Agostino trova nella mostra allestita ad Anzio, città imperiale che ha dato i natali agli imperatori Caligola e Nerone, un rapporto con l’antico e il passato, un rapporto diverso con lo spazio. Su questo spazio, dopo l’incanto cromatico senza tempo e di tutti i tempi, egli trasferisce la natura e rari abitanti, che certo lo attraggono, con comunicazione funzionale in senso stretto, diventando ipotesi, vis di altri messaggi: elementarità di volumi e segni aulici si sovrappongono, invenzioni del gesto si intrecciano, l’attualità si avvicina alla storia, i sommessi colori preparano le future sintesi plastiche che non appariranno come un sacrificio della fantasia a vantaggio dell’evidenza, ma come un concentrato della vissuta dialettica pittura-natura, col vantaggio di seminare nella sua spirituale ragione una luce universale.
De Romanis è un uomo che da molto tempo vive la sua esperienza di artista dentro linguaggi e tematiche tra le più rigorose e ardite. Scoprì presto il valore di taluni simboli che avrebbero in seguito contribuito al dispiegarsi della sua nuova poetica e approfondì le tecniche di sostegno per un discorso che non fosse semplicemente esercitazione ma metafisica del quotidiano.
Il suo retroterra culturale pieno di dubbi e rivoluzioni politiche, agirono silenziosamente sui suoi atteggiamenti inventivi, incidendo sui moduli di una ricerca che non si accentuava più del leggibile ma tendeva a realizzarsi dentro formule sempre più autonome e complesse.

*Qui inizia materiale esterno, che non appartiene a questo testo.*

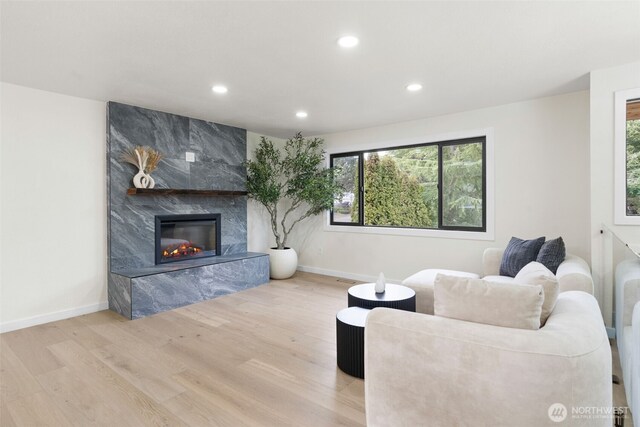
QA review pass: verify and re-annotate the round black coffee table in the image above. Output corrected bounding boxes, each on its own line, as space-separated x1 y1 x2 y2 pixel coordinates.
336 307 371 378
347 283 416 311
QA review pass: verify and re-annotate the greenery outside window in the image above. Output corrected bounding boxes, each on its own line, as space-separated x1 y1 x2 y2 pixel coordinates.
614 88 640 224
330 136 487 232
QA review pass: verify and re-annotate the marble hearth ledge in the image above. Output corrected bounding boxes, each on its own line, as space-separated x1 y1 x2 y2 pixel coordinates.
108 252 269 319
112 252 268 279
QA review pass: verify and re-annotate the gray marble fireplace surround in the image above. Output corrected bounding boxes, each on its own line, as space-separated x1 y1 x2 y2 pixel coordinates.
107 102 269 319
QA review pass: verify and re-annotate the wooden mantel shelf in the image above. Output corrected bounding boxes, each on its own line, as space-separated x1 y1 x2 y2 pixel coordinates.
127 188 247 196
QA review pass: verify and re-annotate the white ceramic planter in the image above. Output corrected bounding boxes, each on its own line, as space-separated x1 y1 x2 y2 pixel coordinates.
267 248 298 279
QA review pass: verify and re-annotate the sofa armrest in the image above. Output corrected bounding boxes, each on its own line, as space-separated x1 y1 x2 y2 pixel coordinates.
556 254 593 295
482 248 504 277
615 259 640 333
365 292 612 427
629 301 640 425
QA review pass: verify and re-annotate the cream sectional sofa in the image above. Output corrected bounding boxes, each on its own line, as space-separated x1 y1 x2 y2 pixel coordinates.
365 291 612 427
402 248 593 314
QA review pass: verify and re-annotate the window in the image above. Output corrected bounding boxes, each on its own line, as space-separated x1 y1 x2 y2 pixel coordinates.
614 88 640 224
330 136 486 231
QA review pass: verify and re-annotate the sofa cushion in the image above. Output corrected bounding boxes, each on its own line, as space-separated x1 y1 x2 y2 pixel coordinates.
483 276 514 283
500 237 544 277
402 268 480 286
434 274 544 329
402 268 479 314
513 261 560 326
536 237 567 274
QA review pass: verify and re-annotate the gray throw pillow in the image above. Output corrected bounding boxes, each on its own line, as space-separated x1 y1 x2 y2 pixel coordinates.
500 236 544 277
536 237 567 274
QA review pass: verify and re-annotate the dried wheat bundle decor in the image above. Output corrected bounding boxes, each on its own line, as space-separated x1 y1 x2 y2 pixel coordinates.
120 145 164 188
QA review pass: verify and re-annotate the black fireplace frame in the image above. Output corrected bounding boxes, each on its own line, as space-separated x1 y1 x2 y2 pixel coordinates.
154 213 222 265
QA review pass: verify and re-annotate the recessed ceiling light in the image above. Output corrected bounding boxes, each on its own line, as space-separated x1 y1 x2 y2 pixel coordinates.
338 36 360 48
211 85 229 93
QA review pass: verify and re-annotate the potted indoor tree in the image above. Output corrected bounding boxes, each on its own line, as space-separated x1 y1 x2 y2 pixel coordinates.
245 132 343 279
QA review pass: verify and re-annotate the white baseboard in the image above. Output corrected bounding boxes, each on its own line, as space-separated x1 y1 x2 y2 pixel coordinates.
0 301 109 334
298 265 402 284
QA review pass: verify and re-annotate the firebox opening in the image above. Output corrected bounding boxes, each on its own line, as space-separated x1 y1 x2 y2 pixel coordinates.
155 214 221 264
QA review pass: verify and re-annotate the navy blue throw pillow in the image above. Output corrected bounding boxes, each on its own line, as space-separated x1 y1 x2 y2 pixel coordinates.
500 237 544 277
536 237 567 274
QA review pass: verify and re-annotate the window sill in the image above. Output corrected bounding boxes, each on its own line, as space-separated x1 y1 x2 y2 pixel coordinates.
324 224 495 240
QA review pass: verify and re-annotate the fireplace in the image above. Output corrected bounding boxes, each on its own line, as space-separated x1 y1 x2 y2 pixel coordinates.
156 214 221 264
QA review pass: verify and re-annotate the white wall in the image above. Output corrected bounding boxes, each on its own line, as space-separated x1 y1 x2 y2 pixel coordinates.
590 62 640 326
0 83 107 331
284 91 591 281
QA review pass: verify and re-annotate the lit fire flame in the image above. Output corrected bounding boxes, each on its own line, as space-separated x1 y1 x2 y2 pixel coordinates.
162 243 202 258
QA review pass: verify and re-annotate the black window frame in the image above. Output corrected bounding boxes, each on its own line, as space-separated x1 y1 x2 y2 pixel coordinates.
329 135 487 233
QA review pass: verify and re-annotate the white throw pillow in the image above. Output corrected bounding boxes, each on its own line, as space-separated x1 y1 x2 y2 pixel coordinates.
433 274 544 329
513 261 560 326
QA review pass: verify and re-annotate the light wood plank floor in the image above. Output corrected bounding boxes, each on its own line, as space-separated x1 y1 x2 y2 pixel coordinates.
0 272 632 427
0 273 365 427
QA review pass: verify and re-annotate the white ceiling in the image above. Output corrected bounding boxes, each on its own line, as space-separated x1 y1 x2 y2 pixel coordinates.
0 1 640 137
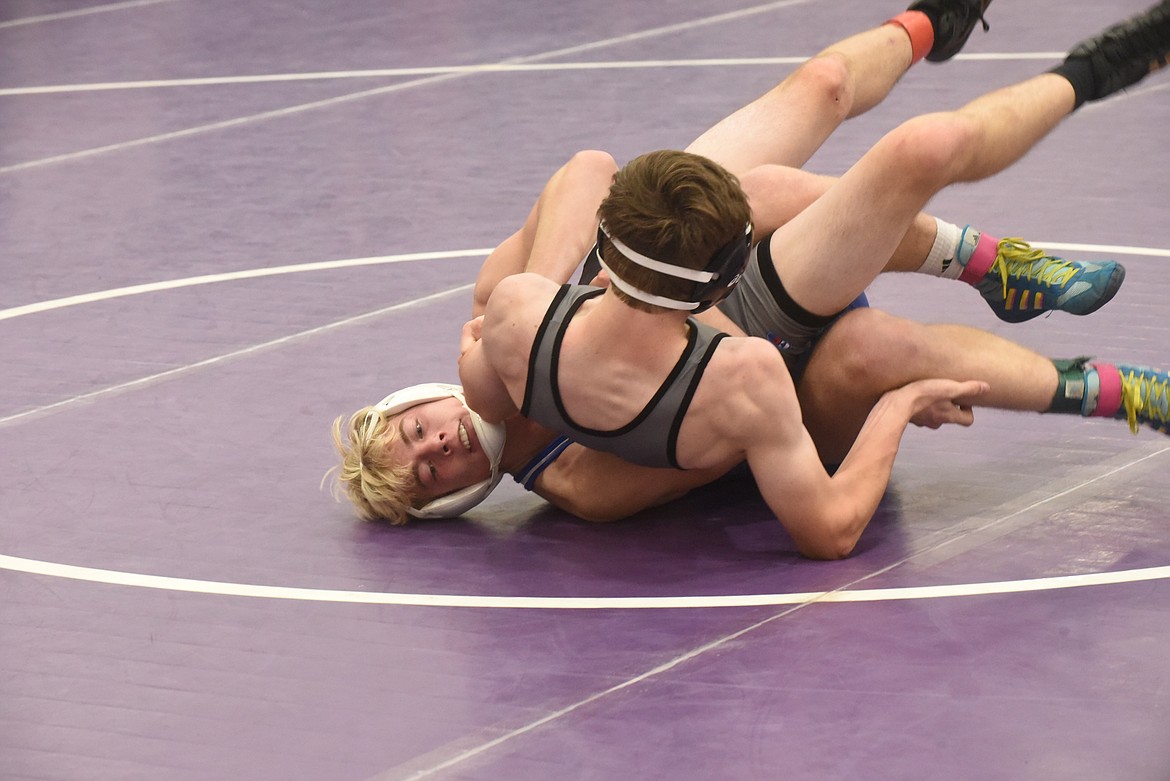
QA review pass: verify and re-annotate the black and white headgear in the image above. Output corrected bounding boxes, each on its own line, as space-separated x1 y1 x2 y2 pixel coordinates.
597 222 752 313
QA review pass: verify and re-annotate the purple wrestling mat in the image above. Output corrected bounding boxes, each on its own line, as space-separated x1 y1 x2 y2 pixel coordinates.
0 0 1170 781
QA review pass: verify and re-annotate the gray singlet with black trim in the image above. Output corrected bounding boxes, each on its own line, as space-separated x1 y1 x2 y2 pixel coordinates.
521 285 727 469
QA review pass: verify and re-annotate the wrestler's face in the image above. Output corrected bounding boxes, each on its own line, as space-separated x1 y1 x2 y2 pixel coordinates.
391 396 491 505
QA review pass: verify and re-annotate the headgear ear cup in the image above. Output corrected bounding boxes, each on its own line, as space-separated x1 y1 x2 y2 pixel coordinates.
370 382 505 518
597 222 752 313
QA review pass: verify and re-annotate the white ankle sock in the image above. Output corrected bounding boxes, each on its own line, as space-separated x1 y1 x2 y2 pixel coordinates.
918 217 963 279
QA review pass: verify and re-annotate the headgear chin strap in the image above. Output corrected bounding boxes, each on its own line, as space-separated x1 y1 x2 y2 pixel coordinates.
597 222 752 313
367 382 505 518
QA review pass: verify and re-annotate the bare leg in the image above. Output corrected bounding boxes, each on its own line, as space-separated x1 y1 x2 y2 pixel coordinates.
772 74 1074 316
687 25 911 175
798 309 1058 462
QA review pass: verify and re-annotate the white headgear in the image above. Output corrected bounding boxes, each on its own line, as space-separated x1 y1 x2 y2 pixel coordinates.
367 382 505 518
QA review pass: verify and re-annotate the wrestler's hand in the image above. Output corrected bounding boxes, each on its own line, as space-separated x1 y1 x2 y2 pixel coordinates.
590 269 610 288
899 380 991 428
459 315 483 357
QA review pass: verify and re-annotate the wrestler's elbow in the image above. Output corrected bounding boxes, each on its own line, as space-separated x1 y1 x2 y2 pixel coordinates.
789 513 868 561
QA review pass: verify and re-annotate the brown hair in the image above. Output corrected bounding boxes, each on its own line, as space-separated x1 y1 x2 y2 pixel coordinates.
598 150 751 312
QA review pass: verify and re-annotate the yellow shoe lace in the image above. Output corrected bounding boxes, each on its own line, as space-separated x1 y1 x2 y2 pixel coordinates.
1121 371 1170 434
989 237 1076 298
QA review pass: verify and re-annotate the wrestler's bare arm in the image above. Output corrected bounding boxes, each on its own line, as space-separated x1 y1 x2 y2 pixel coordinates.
680 339 987 559
472 150 618 317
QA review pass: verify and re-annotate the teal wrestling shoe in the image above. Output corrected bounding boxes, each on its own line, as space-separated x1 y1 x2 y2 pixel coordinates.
957 235 1126 323
1116 366 1170 434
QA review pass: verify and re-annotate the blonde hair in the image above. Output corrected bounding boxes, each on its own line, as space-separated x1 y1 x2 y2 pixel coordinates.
598 150 751 312
325 407 417 526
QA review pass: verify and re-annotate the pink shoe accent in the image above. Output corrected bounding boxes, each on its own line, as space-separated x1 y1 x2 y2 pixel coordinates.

Nello “sfogliare” la mostra allestita nella nel Museo Archeologico di Anzio, se ne conoscono i suoi lavori, e si capisce perché questo uomo sia stato amico di tanti artisti e critici: si vede che nulla ha tralasciato di cogliere, di assimilare da quegli intellettuali dovendo piegare talvolta l’ispirazione ai temi obbligati della tela, ma riuscendo sempre a realizzare in piena scientificità il suo discorso formale. La mostra odierna risulta quindi affascinante specchio della coscienza, capace di vedere col poi, il prima di un artista che progetta, traccia, incide, colora, reintela, fino a trovare l’armonia voluta.
La tecnica usata nella serie di quadri allestiti ad Anzio è essenzialmente l’olio su carta rintelata ma anche olio su tela, al fine di raggiungere toni vibranti, che uniti ad un uso corposo e anticonvenzionale del colore rende la superficie leggermente scabra, tuttavia con fluide pennellate e stesure di colore sobrie, delicate, non nette.
Questo importante evento è un riconoscimento doveroso ad un artista, il cui discorso è diventato comprensibile in varie parti del mondo, continuando a essere fatto di “colore e di luce”. Le opere esposte, determinando relazionalità tra museo, artista e spettatore, al di là del senso estetico, trasmettono e avviano, sebbene per metafora, processi di cambiamento che avvicinano le persone alimentando nuovi spazi di crescita culturale.